Jenny Townes


Week 4 Reading Notes


1. How the material helped
The portion dealing with the internet in general helped more than anything else. I never knew exactly how a web browser worked--how did one write a webpage in html but view it in text and images? I also didn't know how search engines worked. I was curious as well about the construction of an IP address. In an earlier class you mentioned that the first few numbers of UNCs IP meant ‘University of North Carolina’. I didn’t understand at the time why that was so or even how that could be so. Now I do, so that is an important way this material helped me.
The reading sections on creating web pages I had read before, but after reading this week’s assignments it now makes more sense.
Despite the trouble I had with the TCP/IP readings I did understand the concept of TCP/IP layering, and that helped a little to explain the rest of the readings.

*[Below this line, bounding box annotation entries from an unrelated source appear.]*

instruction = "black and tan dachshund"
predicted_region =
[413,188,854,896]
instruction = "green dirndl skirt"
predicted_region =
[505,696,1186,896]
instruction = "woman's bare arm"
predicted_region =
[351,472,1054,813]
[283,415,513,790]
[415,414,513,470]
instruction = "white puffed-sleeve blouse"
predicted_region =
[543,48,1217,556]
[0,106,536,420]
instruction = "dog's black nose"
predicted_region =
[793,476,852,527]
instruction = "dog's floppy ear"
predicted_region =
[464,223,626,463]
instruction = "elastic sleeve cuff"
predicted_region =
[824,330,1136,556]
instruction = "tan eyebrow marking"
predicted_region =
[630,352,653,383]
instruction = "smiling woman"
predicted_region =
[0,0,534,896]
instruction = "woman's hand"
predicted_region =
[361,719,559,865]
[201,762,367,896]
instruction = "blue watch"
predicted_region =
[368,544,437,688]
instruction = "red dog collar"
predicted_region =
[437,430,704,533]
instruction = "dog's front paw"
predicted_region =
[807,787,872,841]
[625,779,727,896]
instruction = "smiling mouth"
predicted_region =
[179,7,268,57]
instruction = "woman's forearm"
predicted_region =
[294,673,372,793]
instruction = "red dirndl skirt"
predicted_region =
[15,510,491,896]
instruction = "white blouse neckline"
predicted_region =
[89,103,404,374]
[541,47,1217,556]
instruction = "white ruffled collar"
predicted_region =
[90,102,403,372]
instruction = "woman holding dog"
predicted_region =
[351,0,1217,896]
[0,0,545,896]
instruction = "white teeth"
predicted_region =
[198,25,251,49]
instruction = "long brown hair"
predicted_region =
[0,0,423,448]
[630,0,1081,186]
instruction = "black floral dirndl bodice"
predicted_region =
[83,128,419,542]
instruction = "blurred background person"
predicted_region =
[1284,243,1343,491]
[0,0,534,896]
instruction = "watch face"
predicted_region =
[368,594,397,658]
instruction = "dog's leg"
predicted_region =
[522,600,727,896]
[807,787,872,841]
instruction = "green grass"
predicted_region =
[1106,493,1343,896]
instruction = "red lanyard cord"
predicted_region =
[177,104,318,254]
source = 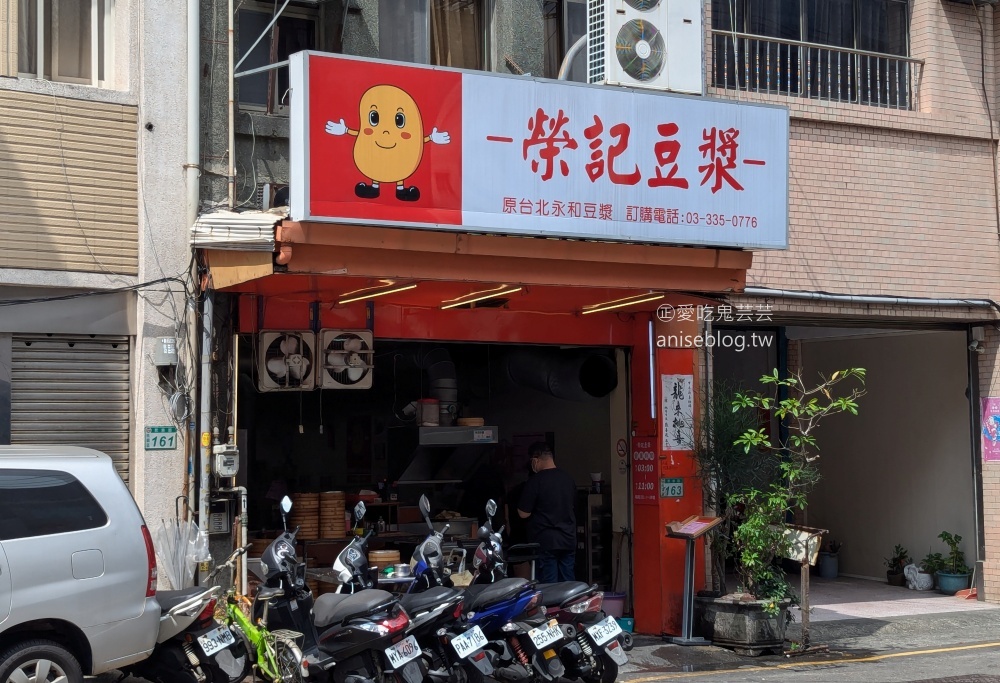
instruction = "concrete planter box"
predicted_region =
[695,597,791,657]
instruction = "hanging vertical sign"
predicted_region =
[980,397,1000,462]
[632,437,659,505]
[660,375,694,451]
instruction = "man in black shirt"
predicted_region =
[517,442,576,583]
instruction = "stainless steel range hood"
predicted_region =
[420,427,498,446]
[398,427,499,484]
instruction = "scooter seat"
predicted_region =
[399,586,461,617]
[256,588,285,600]
[535,581,597,607]
[156,586,208,614]
[465,579,528,612]
[313,589,396,628]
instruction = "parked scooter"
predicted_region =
[254,496,425,683]
[333,496,493,683]
[122,568,253,683]
[473,501,632,683]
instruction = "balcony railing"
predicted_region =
[712,30,924,109]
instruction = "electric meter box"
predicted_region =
[153,337,177,368]
[212,444,240,477]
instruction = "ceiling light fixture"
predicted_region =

2. What I didn't understand
The first website dealing with TCP/IP was good. I understood most of it. The “Network of lowest bidders” section, however, was less than easy to understand: lots of acronyms not explained. The section on regional carriers and how routers work was unclear as well, though I think I grasped the general idea.
The TCP/IP Basics site was extremely hard to understand. Everything I thought I had understood from the previous reading didn’t make sense in the context of this reading. A sentence like “WinInet API actually encapsulates this layer and talks to TCP layer under the hood” is difficult to understand if you don’t know what WinInet API is or what ‘under the hood’ means. There were many acronyms and terms on this site that were not explained.